Little respite for Central Americans fleeing to Mexico

Dunya News

The number of refugee applications has nearly doubled, from 1,296 in 2013 to 2,137 last year.

 

 

TENOSIQUE (AFP) - When her frightened nephew came to her home after murdering a gang member, the Honduran woman took her three-year-old son, fled to Mexico and applied for refugee status.

Oneylda, 35, is among a growing number of Central Americans who are applying to be accepted as refugees in Mexico after escaping gang violence back home.

The number of refugee applications has nearly doubled, from 1,296 in 2013 to 2,137 last year, according to figures from the Mexican Commission of Refugee Help (COMAR) obtained by AFP through a public information request.

Nearly 83 percent of the applicants are from the so-called Northern Triangle nations of Honduras, El Salvador and Guatemala.

Minors accounted for 28.4 percent of total applications, up from 22.6 percent the previous year, as children continue to flee the violent region.

But Mexico only approved 35.8 percent of the applications in 2013 and even fewer, 32.9 percent, last year.

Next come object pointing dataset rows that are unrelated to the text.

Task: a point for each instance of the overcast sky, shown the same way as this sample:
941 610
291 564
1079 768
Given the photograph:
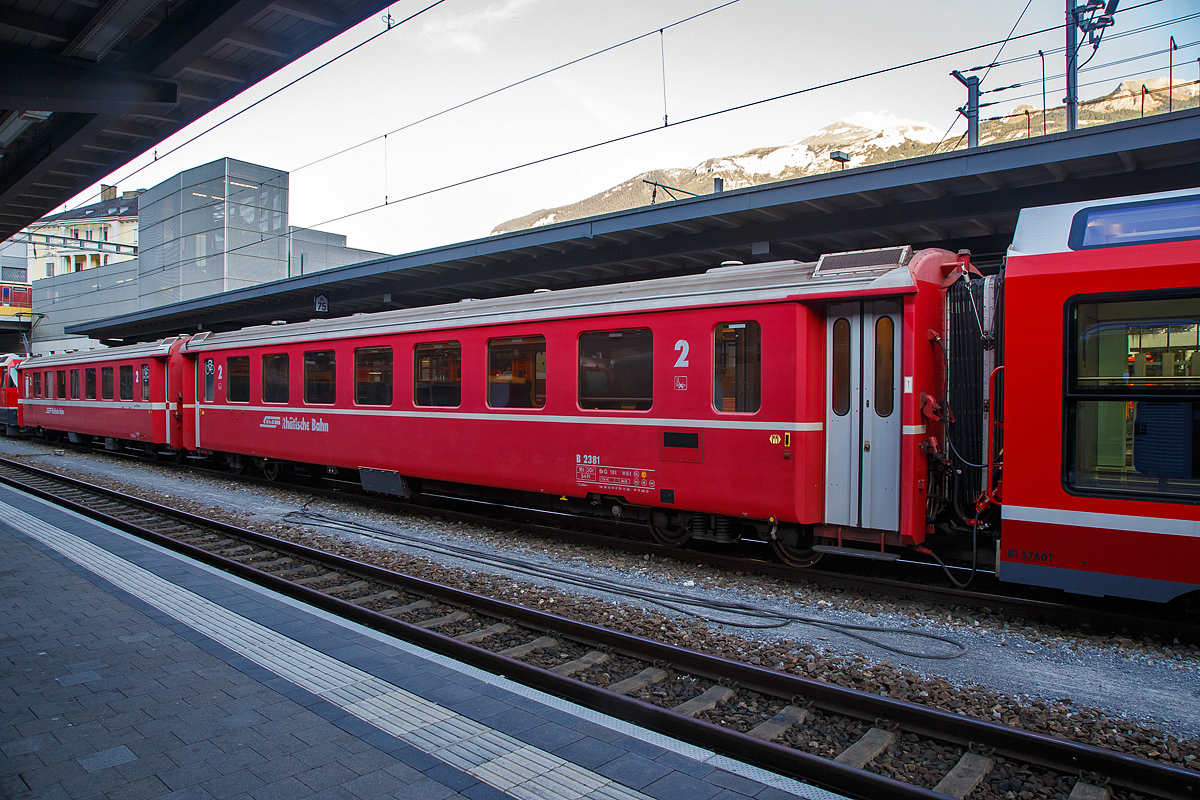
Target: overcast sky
748 50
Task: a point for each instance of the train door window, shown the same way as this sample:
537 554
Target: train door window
275 378
617 370
1133 396
516 372
885 366
437 377
238 379
737 367
126 377
210 377
319 373
372 376
841 366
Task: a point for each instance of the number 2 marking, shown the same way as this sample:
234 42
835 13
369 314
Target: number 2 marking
682 344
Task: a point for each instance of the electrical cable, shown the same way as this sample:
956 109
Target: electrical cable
681 602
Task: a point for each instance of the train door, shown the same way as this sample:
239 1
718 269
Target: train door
863 414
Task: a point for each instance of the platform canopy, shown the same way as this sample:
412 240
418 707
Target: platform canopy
965 199
85 85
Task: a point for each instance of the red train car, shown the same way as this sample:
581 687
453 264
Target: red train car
1102 408
859 405
121 396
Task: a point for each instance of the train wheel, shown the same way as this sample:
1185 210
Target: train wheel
271 469
667 531
795 547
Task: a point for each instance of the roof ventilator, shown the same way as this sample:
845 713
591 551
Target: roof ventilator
863 260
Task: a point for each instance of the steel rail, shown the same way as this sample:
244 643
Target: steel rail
1140 775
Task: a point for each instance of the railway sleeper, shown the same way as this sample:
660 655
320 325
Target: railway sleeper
483 633
774 727
442 621
705 702
966 775
540 643
648 677
592 659
867 749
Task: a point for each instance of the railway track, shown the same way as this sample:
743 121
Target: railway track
849 741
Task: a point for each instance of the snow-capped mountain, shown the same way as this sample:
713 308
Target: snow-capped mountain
868 138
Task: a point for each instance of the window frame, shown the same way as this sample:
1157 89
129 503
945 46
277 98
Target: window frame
606 403
1072 397
447 346
712 365
333 382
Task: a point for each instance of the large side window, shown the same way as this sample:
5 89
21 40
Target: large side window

Oneylda, who fled Honduras in January, was not among the fortunate ones.

She left Honduras with her three-year-old son in January, just days after her nephew committed the crime.

But after a four-month wait, Mexican authorities rejected her refugee application.

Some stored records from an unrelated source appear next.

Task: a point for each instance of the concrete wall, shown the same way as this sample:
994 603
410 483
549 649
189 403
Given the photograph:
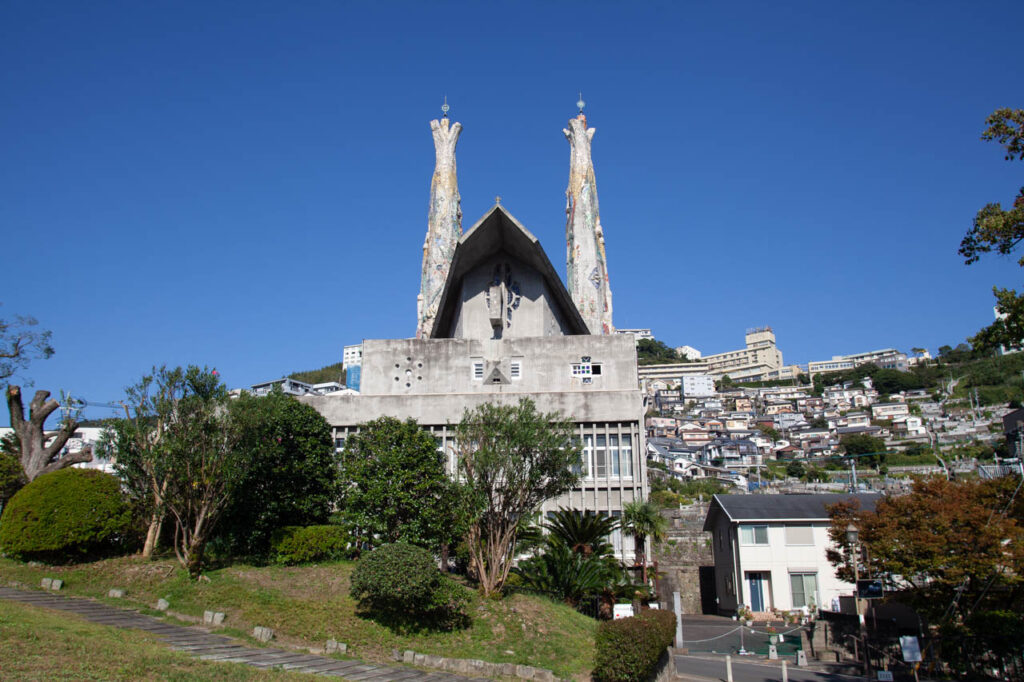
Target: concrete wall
525 309
413 367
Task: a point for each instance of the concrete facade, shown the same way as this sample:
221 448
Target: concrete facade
507 329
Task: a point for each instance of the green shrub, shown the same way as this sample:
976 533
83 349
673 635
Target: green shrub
402 584
305 544
629 649
66 516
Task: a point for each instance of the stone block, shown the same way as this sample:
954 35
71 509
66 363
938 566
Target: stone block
261 634
524 672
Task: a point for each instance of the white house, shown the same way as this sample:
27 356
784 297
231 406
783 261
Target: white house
770 550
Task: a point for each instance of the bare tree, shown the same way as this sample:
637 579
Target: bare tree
41 450
20 342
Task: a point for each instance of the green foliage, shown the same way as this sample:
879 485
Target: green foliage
566 574
629 649
67 516
652 351
582 533
334 372
20 342
512 459
868 450
306 544
290 476
11 475
396 487
401 583
1000 230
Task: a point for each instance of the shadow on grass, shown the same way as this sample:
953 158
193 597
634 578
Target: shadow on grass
415 624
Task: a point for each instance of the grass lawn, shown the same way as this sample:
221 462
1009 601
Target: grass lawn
41 644
305 605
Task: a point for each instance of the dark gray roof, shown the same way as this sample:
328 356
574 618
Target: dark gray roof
782 507
496 231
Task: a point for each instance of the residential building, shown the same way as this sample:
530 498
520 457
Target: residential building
636 333
889 410
697 386
770 551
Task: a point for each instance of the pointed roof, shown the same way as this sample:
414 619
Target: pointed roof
496 231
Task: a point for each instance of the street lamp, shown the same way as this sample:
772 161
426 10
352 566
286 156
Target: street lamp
853 535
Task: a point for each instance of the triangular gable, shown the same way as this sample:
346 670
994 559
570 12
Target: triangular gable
497 231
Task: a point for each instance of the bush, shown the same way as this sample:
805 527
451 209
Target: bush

Five months pregnant now, she is among dozens of migrants staying at the "La 72" shelter in the town of Tenosique, in southern Tabasco state, who are seeking refugee status.

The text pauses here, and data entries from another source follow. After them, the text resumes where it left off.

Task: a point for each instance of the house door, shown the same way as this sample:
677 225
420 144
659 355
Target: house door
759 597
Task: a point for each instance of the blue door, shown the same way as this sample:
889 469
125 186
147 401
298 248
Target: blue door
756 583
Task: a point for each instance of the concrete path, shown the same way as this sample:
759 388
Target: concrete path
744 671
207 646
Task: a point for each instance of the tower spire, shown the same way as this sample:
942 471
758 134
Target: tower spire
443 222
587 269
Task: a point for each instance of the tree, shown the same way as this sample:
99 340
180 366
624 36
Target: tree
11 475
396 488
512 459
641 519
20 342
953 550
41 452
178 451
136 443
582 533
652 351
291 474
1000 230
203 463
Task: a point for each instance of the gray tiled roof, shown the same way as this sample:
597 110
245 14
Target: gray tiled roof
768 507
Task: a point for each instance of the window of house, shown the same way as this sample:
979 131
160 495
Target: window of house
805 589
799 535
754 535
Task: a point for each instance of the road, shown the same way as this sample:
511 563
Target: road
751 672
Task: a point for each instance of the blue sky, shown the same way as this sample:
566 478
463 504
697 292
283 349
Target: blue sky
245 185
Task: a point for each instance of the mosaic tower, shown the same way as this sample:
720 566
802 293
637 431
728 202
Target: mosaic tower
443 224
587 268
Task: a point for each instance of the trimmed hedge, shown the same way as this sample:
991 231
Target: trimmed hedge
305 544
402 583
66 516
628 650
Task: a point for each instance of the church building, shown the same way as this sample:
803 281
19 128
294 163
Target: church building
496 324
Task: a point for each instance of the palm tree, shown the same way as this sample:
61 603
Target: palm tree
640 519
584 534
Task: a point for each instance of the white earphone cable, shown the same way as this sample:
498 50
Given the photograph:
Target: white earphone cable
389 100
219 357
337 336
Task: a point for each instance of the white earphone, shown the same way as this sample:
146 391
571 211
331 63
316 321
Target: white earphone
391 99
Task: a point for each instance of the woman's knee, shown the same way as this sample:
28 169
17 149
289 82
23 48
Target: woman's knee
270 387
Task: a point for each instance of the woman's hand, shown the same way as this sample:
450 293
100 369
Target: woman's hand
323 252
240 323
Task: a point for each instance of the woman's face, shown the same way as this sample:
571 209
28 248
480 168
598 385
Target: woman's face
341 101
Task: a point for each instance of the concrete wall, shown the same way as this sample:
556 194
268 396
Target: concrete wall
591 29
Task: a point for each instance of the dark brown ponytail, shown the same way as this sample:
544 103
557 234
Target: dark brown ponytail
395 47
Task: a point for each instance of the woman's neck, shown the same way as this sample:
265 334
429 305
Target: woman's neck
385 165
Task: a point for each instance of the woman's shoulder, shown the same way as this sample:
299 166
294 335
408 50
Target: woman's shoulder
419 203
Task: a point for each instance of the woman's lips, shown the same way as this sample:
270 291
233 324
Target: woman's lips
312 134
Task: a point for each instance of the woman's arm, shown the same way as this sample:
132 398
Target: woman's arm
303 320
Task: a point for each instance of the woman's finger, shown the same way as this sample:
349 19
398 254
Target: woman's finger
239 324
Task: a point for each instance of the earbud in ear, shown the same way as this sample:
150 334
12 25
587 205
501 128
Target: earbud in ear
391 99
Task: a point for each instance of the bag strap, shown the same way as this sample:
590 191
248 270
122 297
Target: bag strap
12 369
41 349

"I think that (the Mexican authorities) don t have a heart to look at the problems of others. They re not conscious of what we go through," she said, resting at the shelter because doctors say she has a high-risk pregnancy.

Fear and lack of information

The United Nations refugee agency says around 3,000 Central Americans are refugees in Mexico, most of them because they are victims of gangs but also gender violence.

Jose Sieber, a Mexico-based official for the UN High Commissioner for Refugees, said violence was the cause behind the surge of applications last year.

According the agency s figures, the applications surged in October, after the Mexican government launched its South Border Plan, a crackdown on illegal crossings that has nearly doubled detentions of migrants and made their path to the United States more difficult.

But many Central Americans are not seeking refugee status "because they lack information or they didn t get access" to the right government agencies, Sieber said.

Juan, a 21-year-old Honduran who spent years moving around his country after the M18 gang killed some of his family members, wanted to go to America but ended up applying for refugee status with the help of a shelter in Mexico s southern Chiapas state.

Beforehand, he said, he "didn t even know" that it was possible for him to do so.

"In the government and in civil organizations, migration is the dominant narrative, when in reality we need to reinforce the fact that many Central Americans are, in reality, refugees," the UN official said.

Another problem is that Central Americans are often afraid to apply for refuge at the National Migration Institute (INM), whose agents have been hunting for illegal migrants across the southern border.

COMAR, meanwhile, only has three offices in the vast country.

Migrant rights groups say Central Americans are sometimes quickly deported without being told by officials that they have the right to apply for refugee status.

"We are working with COMAR and INM on the need for their staff to be aware of the issue, to know the reality that (Central Americans) are returned to in their countries," Sieber said.

COMAR declined to comment to AFP.

In the documents obtained by AFP, the government entity stressed that it always follows the law.

Staying in Mexico

Mexico s emerging economy and the increased difficulty in reaching the United States has prompted many migrants -- especially Hondurans -- to simply stay in Mexico.

Nelson, for instance, is a guard at a supermarket parking lot in Tenosique. Mario, who fled the ultra-violent city of San Pedro Sula, is waiting for a friend to join him in eastern Mexico to work at a taco joint. Jose plans to work at a lumberyard in the Mayan Riviera.

"Mexico is now a second option," said Mariano Castillo, the Honduran ambassador to Mexico.

Castillo estimates that 14,000 Hondurans, or 20 percent of those who migrate, stay in Mexico each year.

"Mexico is no longer just a transit country," he said. "It is a destination for those who, maybe, can t get to the United States."